Other critics have focused on “Grammstanding,” a term that Texas Democrats have used against him with little effect but has acquired a second life in the campaign. This refers to his championing of spending projects for Texas while advocating budget cuts for everybody else. Gramm’s stock answer is that he is more committed to changing government than anyone else in the race, which is true. What he can’t say, but is obvious to anyone who has followed his record, is that he has no doubt voted against his state’s interests, when they are in conflict with his philosophy, more than any other member of the Senate. He opposed an oil import fee, unemployment benefits for oil-field workers, and a federal bailout for Mexico. He was for cracking down on insolvent S&L’s. He’s against delaying the closing of military bases and using federal funds to convert them to peacetime uses. Still, the Grammstanding charge is not likely to go away. In Washington, purists are held to a higher standard. 

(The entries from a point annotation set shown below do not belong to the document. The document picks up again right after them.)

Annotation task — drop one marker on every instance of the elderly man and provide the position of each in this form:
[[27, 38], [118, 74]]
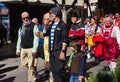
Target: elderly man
[[27, 45], [57, 44]]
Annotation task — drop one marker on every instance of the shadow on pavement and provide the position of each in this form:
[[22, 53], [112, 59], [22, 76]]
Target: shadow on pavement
[[8, 51], [10, 79], [7, 69]]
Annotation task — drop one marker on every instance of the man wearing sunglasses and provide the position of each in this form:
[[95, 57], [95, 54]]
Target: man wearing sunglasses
[[27, 45]]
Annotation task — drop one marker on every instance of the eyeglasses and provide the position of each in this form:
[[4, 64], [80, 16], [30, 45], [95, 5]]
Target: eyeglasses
[[25, 18]]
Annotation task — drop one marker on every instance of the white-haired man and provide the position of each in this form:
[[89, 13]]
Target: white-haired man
[[27, 45]]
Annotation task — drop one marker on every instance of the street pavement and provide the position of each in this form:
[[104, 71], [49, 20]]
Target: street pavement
[[10, 70]]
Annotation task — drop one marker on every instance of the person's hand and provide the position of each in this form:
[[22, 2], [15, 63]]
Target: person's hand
[[81, 78], [18, 53], [119, 46], [33, 53], [62, 56]]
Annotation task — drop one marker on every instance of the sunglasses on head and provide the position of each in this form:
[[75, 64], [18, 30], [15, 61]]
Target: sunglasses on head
[[25, 18]]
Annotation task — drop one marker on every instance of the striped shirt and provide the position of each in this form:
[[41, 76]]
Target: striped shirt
[[52, 34]]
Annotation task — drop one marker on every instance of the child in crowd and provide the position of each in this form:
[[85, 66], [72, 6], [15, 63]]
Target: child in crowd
[[77, 69]]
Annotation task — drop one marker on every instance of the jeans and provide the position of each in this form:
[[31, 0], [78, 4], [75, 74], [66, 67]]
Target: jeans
[[74, 78]]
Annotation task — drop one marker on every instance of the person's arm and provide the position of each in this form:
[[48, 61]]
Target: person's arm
[[64, 41], [117, 33], [82, 66], [35, 40], [18, 47]]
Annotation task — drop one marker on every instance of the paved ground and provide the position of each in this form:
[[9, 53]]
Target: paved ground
[[11, 72]]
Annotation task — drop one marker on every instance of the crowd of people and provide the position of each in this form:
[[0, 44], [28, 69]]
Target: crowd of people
[[86, 38]]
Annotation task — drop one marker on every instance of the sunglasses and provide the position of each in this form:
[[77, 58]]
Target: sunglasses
[[25, 18]]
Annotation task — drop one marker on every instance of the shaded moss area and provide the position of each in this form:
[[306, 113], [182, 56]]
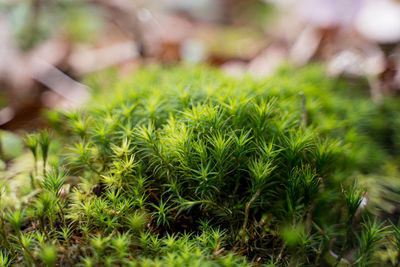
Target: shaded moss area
[[185, 166]]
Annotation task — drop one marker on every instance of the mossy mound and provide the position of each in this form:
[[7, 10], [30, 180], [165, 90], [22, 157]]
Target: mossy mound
[[187, 167]]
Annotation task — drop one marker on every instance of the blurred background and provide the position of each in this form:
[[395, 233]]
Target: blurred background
[[47, 47]]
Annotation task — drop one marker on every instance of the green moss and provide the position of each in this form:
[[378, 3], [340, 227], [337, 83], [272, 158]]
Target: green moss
[[186, 166]]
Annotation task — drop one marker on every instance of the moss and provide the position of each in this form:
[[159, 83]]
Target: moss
[[187, 166]]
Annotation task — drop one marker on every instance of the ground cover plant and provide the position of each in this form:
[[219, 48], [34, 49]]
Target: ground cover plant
[[179, 167]]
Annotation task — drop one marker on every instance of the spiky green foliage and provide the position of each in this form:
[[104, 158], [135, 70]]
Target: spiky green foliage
[[188, 167]]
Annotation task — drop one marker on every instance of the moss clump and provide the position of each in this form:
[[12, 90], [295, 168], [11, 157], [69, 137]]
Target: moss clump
[[185, 166]]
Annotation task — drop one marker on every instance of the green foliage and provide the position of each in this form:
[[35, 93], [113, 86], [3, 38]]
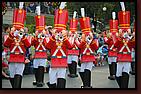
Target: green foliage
[[30, 22]]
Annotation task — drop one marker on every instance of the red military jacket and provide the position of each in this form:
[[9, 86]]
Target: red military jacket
[[86, 54], [124, 49], [17, 50], [74, 50], [40, 49], [112, 51], [58, 52]]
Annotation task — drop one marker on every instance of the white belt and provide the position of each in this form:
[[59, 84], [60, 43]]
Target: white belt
[[40, 44], [59, 48], [87, 49], [111, 47], [21, 51], [126, 48]]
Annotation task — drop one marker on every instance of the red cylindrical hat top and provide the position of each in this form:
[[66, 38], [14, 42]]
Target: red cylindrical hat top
[[19, 16], [124, 19], [85, 24], [73, 25], [60, 19], [134, 26], [113, 25], [40, 22]]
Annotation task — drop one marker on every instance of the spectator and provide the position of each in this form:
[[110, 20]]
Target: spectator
[[100, 39], [31, 7], [46, 8]]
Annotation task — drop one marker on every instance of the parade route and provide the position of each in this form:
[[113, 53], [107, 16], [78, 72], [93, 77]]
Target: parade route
[[99, 80]]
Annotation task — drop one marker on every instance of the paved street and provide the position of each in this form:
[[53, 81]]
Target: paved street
[[99, 80]]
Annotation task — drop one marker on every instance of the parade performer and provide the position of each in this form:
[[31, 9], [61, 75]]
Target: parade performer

Gramm is about to receive more scrutiny than he has ever had. Soon we will be hearing about his first race for Congress, when anonymous letters were mailed out accusing him of having a “sorted” past. Reporters are prying into his first marriage, trying to find out why it ended in divorce after six years. He will be receiving more scrutiny on issues, too, especially social security, which Texas Democrats have long claimed that Gramm would include in his budget-cutting plans. In 1984 the Gramm campaign sent senior citizens a letter from his mother, Florence Scroggins Gramm, who wrote in her own handwriting, “Phil understands the importance of social security since he knows that without my $333 paycheck each month, I would lose the house that Phil’s father and I bought.” Today Gramm says, “I’m not going to ever touch social security as a part of deficit reduction. I am concerned about actuarial soundness. I’m not going to let social security go broke on my watch.”

All of this negativism has given forlorn Democrats some hope that Gramm might be one opponent who Bill Clinton could beat. Nothing rankles Gramm more than reports that the White House is rooting for him to win the Republican nomination. “The thing that drives the Democrats crazy,” he told me, “is that I’m a blue collar Republican. Despite their statements, they’re scared to death of me.”

Maybe. But for all his flying start, there remains something soulless about the Gramm candidacy. Too many people – his colleagues, the media, and, one suspects, the voters – see Phil Gramm only in one dimension. So far, he has yet to demonstrate that he deserves better. He has positioned himself purely as a candidate of ideology, but such crusades are seldom successful. Occasionally an ideologue captures a presidential nomination, but the fate of the examples that come to mind – Barry Goldwater and George McGovern – will offer Gramm scant comfort. Maybe times have changed, maybe the Republican Revolution has elevated ideology to the forefront, but the imperatives of voting for a president haven’t changed. You’re picking somebody whose face you’re going to see, whose voice you’re going to have to listen to, every day for the next four years. That is a very personal thing. But Phil Gramm has yet to show that he is a very personal politician.